After a full two minutes, I slowly turned the knob, poking my head in. Except for muted voices, the house was quiet, the kitchen light bleeding into the dim living room. The sudden worry that the twins could be home sick and resting popped into my head, so instead of risking waking up my niece and nephew with more knocking, I let myself in, calling softly to Abby the second she and Liis were in view. Abby was seated at the dining room table—albeit scooted back just enough to make room for her growing baby bump—staring at one of the many papers scattered in front of her. Liis was standing, pointing at something that seemed of interest. They were both at different stages of pregnancy, and for a moment, I just stood there, taking in the moment.
Abby’s glow was undeniable, a serene warmth that only enhanced her natural confidence as a mother. It looked like a scene in an oil painting, Abby surrounded by framed photos, plants, drawings hanging from the fridge. Liis, on the other hand, carried her pregnancy with the same sharp determination she did everything else.

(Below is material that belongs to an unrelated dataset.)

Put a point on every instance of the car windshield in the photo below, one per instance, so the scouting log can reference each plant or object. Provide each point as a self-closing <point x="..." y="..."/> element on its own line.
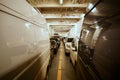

Even as she gestured to something on the table, her movements were precise, purposeful—like she’d mapped out every step of her new chapter in life.
It should have hurt more, the realization that Liis could effortlessly build a family with Thomas when Trenton and I couldn’t seem to catch a break. But it didn’t. Not in the way I’d feared. When Liis and Thomas announced their pregnancy, I’d braced myself for the sharp pang of jealousy that usually followed those moments, but it never came. Maybe it was because Liis had never been the type to have the same dreams of children that I had. Her pregnancy felt more like a surprise plot twist than a golden ticket.
Toto trotted over to me, collar jingling. He’d onlyboofedonce. Even he knew better than to make noise when the babies were sleeping. That, and he was getting older, blind in one eye and moving slower, preferring quiet pats over his once-legendary bark-a-thons.
“Abby? Sorry. I just let myself in. I didn’t want to knock again.”
Abby pushed herself to stand and looked at her watch, walking toward me as Liis gathered the papers and put them in a file folder. “Oh my gosh, is it one already? I’m sorry, I didn’t hear the door. Lena always insisted on answering it when she was our nanny, and I can’t seem to get back into the habit.”
“Oh, that’s right,” I said softly, remembering the whirlwind when Lena left with barely any notice. “How are the kids adjusting?”
“They miss her,” Abby replied. “I miss her, too,” she added. There was a rawness to her tone, a vulnerability she didn’t often let slip through.
“I’m sorry. If you need help, please call me. I’m not the kid whisperer that Lena was, but I have other useful talents. I’m especially good at answering doors.”
Abby breathed out a laugh.
“How’s the morning sickness?” I asked, walking with her to the kitchen.
“I haven’t had any for a while, thank God,” she said, mindlessly touching her middle. “It was brutal this time around.”
I set the pasta maker down on the counter. “Thank you.”
Abby smiled. “No sense in you spending the money when I have one. How was the Bucatini?”
“Well, I didn’t totally screw it up, so I call that a win. Are you doing taxes or something?”
“Oh,” Abby said, glancing back at the table.